From Podesta’s response:
We created Catholics in Alliance for the Common Good to organize for a moment like this. But I think it lacks the leadership to do so now. Likewise Catholics United. Like most Spring movements, I think this one will have to be bottom up.
To be clear, Podesta’s “we”—contra Sarah Pulliam Bailey’s writeup—isn’t referring to the Clinton campaign. This is from 2011, about orgs founded years before. “We” means either the Center for American Progress, which Podesta led at the time, or his broader orbit in center-left Washington—a circle associated with the Clintons but hardly coterminous with HRC For President.
Not that this distinction would do much to dampen the outrage—outrage!—some feel. Philadelphia archbishop Charles Chaput says Clinton has “an entourage riddled with anti-Catholic bigots.” Rod Dreher characterizes the groups in question as “front groups” meant “to secretly undermine Catholic teaching.” Oh, and there’s this from Dreher: “Podesta ought to be excommunicated.”
Okay then! But the problem with these responses isn’t their tone. It’s their narrow understanding of what the church is—and what movement organizing is.

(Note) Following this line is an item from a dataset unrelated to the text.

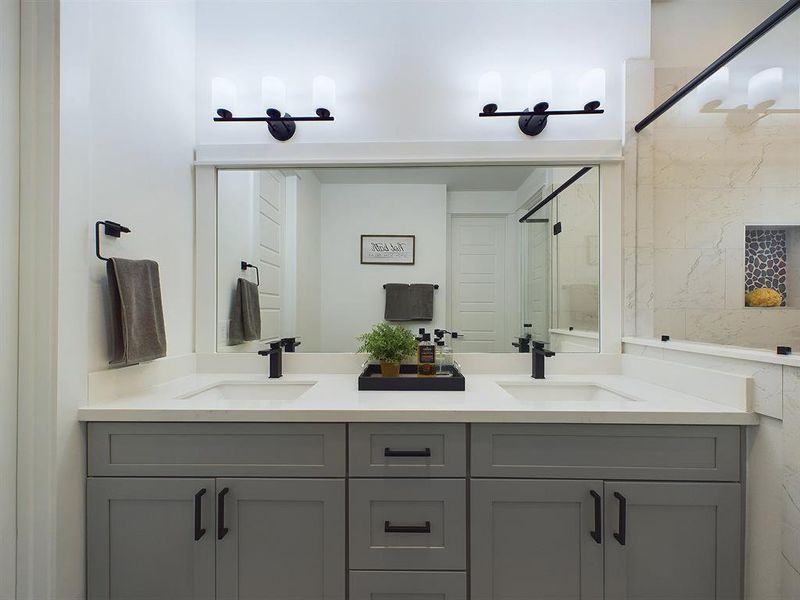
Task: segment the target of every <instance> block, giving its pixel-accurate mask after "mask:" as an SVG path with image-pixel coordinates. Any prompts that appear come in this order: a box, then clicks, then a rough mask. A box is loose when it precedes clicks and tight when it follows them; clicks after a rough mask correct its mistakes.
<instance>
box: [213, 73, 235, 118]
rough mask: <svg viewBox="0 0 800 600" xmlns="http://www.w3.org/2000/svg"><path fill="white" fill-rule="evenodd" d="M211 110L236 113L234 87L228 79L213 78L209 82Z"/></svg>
mask: <svg viewBox="0 0 800 600" xmlns="http://www.w3.org/2000/svg"><path fill="white" fill-rule="evenodd" d="M211 104H212V106H211V108H213V109H214V110H215V111H216V110H217V109H219V108H224V109H225V110H229V111H231V112H235V111H236V86H235V85H234V83H233V82H232V81H231V80H230V79H225V78H224V77H214V78H213V79H212V80H211Z"/></svg>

When I encounter an exchange like Podesta and Newman’s, I see it through this lens: the classic tension between defining church from the top down (by the official leadership, inheritors of institutional tradition) vs. the bottom up (by the people, without whom you don’t have a church). Protestants know this tension; it exists writ small every time a Lutheran or Methodist pastor sits in a worship committee meeting deciding whether a given idea is bad enough to be worth overruling. In the Catholic Church it’s often writ a good bit larger.
One continually gets the sense, however, that traditionalists like Chaput and Dreher see a rather different tension: between those who define the church from the top down and those who seek to destroy the church.
And such critics’ unwillingness to acknowledge bottom-up legitimacy extends beyond the “people’s church” to their understanding of political work. Now, these particular Catholic groups are very establishment Washington, hardly the grassiest of roots. But they aren’t just “front groups”! They involve actual American Catholics mobilizing others around shared values. As anyone who’s done that kind of work can tell you, it’s often a complicated mix of top-down and bottom-up, like church itself.
Podesta seems to be indicating that a more purely bottom-up movement is needed. But that doesn’t mean that the nonprofits in question are the polar opposite. And in any case, both are legitimate examples of public engagment by Catholic people. Podesta’s statement simply indicates that he understands the tension between top-down and bottom-up, institution and people. For his critics, the church equals the institution—and any group that challenges church leaders is a competing institution, seeking only to undermine. Even if that group happens to be comprised of individual Catholics.
Catholics in Alliance for the Common Good, for its part, says they’re not trying to reform the church, merely to “promote the settled issues of the church” that Archbishop Chaput et al. tend to downplay. But really, even if they were a reform group, that shouldn’t be controversial. That’s church, or part of it.